Though growing up in a Conservative Jewish home, my family did not keep kosher. Not until my second year of college, when I lived with a couple of more observant guys, did I give keeping kosher a try. But outside our apartment, I ate what I wanted.
When I married, my wife wanted to keep a kosher home, so I signed on. I still ate treif in restaurants, though that began to change over time.
First, no bacon or pork. Then shellfish, too, when at a New Orleans restaurant, one of our 8-year-olds declared, after I announced that I was ordering a shrimp dish, “But daddy, that’s not kosher.”
Still, it was not simply a kosher coincidence that I began my exodus from treif at Passover, the holiday that more than any other puts Jews at odds with American gastronomic culture. The unleavened thing, I think, after eight days of struggle, flattens the field of choices, opening up a new perspective from which to view our eating habits.
It starts with no bread. What does it mean? At the restaurant, coffee shop or party, you turn it down. And then you also forego other foodstuffs containing leaven. Even those who don’t usually pay much attention to this can become obsessed for a week with the holiday search for substitution.

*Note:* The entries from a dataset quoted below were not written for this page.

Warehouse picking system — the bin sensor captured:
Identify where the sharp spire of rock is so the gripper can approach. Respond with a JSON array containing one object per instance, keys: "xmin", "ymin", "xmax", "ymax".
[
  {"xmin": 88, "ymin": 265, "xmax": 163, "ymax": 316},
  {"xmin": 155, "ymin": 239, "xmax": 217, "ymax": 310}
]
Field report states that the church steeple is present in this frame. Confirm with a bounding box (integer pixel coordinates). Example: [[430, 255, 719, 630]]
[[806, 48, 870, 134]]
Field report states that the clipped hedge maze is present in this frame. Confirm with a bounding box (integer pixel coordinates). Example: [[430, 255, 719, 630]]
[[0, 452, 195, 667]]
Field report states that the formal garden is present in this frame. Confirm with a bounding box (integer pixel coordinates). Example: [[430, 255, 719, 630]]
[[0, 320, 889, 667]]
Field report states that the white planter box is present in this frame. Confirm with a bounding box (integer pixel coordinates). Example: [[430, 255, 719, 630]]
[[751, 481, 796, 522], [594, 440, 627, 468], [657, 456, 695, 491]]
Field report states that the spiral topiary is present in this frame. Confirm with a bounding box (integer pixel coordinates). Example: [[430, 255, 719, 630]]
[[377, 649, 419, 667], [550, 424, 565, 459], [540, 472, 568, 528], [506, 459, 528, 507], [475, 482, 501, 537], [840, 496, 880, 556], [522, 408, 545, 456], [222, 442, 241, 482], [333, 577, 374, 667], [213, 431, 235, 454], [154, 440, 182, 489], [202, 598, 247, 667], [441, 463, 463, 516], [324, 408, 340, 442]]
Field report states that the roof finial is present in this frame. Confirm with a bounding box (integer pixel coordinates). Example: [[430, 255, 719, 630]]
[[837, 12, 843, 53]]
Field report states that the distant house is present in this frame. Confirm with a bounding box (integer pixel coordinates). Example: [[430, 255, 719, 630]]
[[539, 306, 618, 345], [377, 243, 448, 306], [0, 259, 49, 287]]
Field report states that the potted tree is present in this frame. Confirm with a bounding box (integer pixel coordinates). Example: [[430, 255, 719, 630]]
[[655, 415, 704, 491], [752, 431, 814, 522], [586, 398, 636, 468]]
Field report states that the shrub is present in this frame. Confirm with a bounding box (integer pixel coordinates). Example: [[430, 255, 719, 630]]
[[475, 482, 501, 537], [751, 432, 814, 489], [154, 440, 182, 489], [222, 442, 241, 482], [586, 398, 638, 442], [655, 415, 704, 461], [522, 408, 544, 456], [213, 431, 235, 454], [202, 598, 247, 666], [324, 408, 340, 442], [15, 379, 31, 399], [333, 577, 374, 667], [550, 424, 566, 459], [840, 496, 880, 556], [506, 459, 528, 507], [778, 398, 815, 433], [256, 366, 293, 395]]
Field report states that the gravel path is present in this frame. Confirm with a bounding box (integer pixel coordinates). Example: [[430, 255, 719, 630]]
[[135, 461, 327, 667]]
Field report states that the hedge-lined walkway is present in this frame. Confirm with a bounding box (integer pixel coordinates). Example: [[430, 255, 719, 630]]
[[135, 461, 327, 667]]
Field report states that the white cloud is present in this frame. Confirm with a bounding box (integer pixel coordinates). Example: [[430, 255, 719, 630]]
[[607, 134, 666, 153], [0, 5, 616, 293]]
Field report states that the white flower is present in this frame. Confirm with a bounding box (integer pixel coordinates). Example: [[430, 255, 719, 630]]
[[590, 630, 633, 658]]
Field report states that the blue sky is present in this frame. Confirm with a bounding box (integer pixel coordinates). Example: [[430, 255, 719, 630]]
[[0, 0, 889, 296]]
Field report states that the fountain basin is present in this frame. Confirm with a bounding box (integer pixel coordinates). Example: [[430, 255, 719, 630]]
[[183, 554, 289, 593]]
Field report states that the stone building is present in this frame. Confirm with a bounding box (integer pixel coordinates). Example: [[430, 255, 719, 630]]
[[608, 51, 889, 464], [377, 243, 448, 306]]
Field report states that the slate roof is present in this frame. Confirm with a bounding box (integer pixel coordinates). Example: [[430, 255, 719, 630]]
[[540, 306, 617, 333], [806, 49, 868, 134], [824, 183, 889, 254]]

It’s as if you’re being prepared for something besides a week of queasy unease.
That’s why after eight days, two seders and a book full of blessings, I was on the exodus road, leaving behind the world of unkosher steaks and BBQ and brochettes. Once on the road, I found these objects in the mirror do appear closer than they appear. Even in the Bible, the children of Israel recall longingly the leeks and onions and yes, the meat of Egypt.
It has not been an easy journey. Though we eat in kosher restaurants as often as possible, we eat in non-kosher ones as well. Every menu there is a kind of treif Haggadah, with its own order of temptation:
Appetizers: “Does that have meat?”
The soup: “What kind of broth is it in?”
The entrees: “Can you leave the meat out of the —- (fill in the blank)?”
Not that I didn’t get lost on my journey. There was the night in a dimly lit Italian restaurant when my eggplant parmigiana was mixed with another diner’s veal parmiagiana. I discovered the error at first bite.
My journey this year is not for everyone. For years it wasn’t even for me. (Barbecue sandwiches in particular remain a plague of temptation.)
As I prepare for another Passover, even before hearing the exhortations of the Haggadah, I hope to imagine myself trekking in the desert with B’nai Yisrael — a “ben horin,” a free person who freely made a choice to go kosher.
I’m on the road out of Egypt and I’m not going back.
(Edmon J. Rodman is a JTA columnist who writes on Jewish life from Los Angeles.)